By Izhar ullah   |   June 25, 2015 at 2:00 PM
| License Photo

PESHAWAR, Pakistan (News Lens Pakistan) -- Human rights defenders are alarmed by a 15 percent jump in "honor killings" of girls and women in Pakistan last year, according to statistics from the Human Rights Commission of Pakistan.

Such killings have been practiced in Pakistan for decades, usually by the victims' families to protect family honor if a woman is assumed to have had premarital or extramarital sex, married of her own will or refused a marriage arranged by her family.

The report says 1,005 honor killings were reported in Pakistan in 2014, with the victims including 923 women and 82 minor girls, compared to the 869 cases in 2013 cited in the commission's 2013 report.

Tahira Abdullah, a member of the commission's governing body, told News Lens by email that the number of cases reported in Pakistan is just the "tip of the real iceberg," as the vast majority of honor killings are never reported or registered, especially in rural areas.

She blamed the persistence of honor killings mainly on feudalism, tribalism and the continuing presence of elder councils, especially rural Pakistan. The councils allow the families to settle honor killing cases among themselves so that there is no legal punishment and the victim's family is given monetary compensation instead.

Abdullah said girls' and women's lack of education and independence also contribute to the continuation of the practice.

A 14-year-old girl, a student, was murdered by her fiance in Khyber Pakhtunkhwa, according to Attaullah Khan, a village police officer. He told News Lens in an interview that the fiance has been charged, but he has not been located and arrested. The girl was allegedly killed for assumed premarital relations. Other suspects have been arrested.

The father of the girl denied the accusations against his daughter.

"My daughter has had no mobile phone [to communicate with a boy] nor would she have any premarital relations with anyone," he told News Lens.

Khan said that one of the main hurdles the police face in these cases is members of the victim's family.

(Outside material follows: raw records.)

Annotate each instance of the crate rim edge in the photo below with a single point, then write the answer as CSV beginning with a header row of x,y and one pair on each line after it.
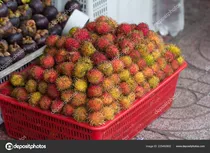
x,y
85,125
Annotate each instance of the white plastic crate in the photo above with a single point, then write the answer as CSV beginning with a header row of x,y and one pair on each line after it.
x,y
130,11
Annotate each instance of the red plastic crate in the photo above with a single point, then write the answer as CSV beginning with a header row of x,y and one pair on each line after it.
x,y
25,122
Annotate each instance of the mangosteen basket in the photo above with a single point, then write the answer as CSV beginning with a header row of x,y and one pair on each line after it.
x,y
22,120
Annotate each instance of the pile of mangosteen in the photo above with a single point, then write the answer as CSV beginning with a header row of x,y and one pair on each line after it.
x,y
25,25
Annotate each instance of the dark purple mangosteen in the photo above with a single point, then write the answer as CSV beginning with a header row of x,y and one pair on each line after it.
x,y
5,26
28,28
71,6
14,18
56,30
5,61
41,21
29,45
36,6
17,53
41,37
11,4
50,12
25,12
3,10
15,36
62,19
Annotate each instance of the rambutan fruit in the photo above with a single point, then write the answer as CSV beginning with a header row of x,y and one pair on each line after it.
x,y
35,98
162,63
135,55
124,75
102,43
156,54
95,76
80,114
61,42
87,49
132,96
72,44
124,28
148,72
174,49
96,119
103,28
107,84
98,58
126,46
142,64
154,82
125,103
94,91
107,99
132,83
42,87
149,59
142,48
45,103
169,56
108,113
31,86
91,26
73,57
155,68
146,87
117,65
125,88
63,83
95,104
81,35
50,75
57,106
67,68
66,96
161,75
47,61
37,73
168,70
115,78
80,85
175,65
134,69
180,60
115,93
112,52
17,80
126,60
106,68
68,110
79,99
110,37
51,40
52,91
50,51
60,56
20,94
139,78
116,107
139,92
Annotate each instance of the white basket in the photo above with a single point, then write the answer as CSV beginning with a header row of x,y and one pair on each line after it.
x,y
130,11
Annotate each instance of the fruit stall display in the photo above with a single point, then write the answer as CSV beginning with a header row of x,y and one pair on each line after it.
x,y
91,78
25,25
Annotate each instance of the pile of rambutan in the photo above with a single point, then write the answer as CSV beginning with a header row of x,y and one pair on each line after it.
x,y
98,71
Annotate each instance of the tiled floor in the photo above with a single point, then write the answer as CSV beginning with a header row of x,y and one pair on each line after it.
x,y
189,117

"In most cases, they withdraw cases from the court and make agreements between each other -- the victim's family and family of the husband," Khan said.

That is what happened in Malakand division of Khyber Pakhtunkhwa.

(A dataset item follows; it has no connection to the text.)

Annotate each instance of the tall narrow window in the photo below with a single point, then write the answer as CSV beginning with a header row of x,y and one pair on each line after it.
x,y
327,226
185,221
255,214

A 35-year-old man killed his wife, the mother of three children. He spoke on the condition of anonymity for fear of arrest. He told News Lens by phone that he killed his wife for having relations with her cousin.

"I have seen my wife during post-martial illicit relations with this cousin in my own home," he said.

He said his wife had disgraced the honor of his family, and he could not bear such a dishonorable act.

The jirga, or elder council, has made an agreement between the families of the wife and the husband and resolved the dispute.

Maliha Zia Lari, a provincial high court lawyer with a degree in human rights from the University of London, wrote in a 2011 research paper that although Pakistan enacted a law in 2004 against honor killings, the problem is far worse than the fundamental players of the justice sector know.

The police, Lari wrote in her study, are often unwilling to enfoce the law "due to the overwhelming social acceptance of the act and the influence of power holders." She was also member of the committee formed to write the 2004 legislation.

Human rights organizations say the law must be strengthened.

The 1997 Retribution and Compensation Act allows a victim's legal heir to close a case at any point in the court, take monetary compensation for the honor killing and pardon the accused.

Abdullah said removing the possibility of compromise, waiver, and compensation between the victim's family and the perpetrator would make the law stronger. She said legally settling the case with a jirga gives the offender an out.

"It's a safe way for the offenders of honor killing to make a safe exit from the honor killing case."

She said the state should be empowered to register such cases in court, not the victims' families. Organizations working for women's rights are working to make honor killing a crime against the state "but it has been all in vain," she wrote in an email.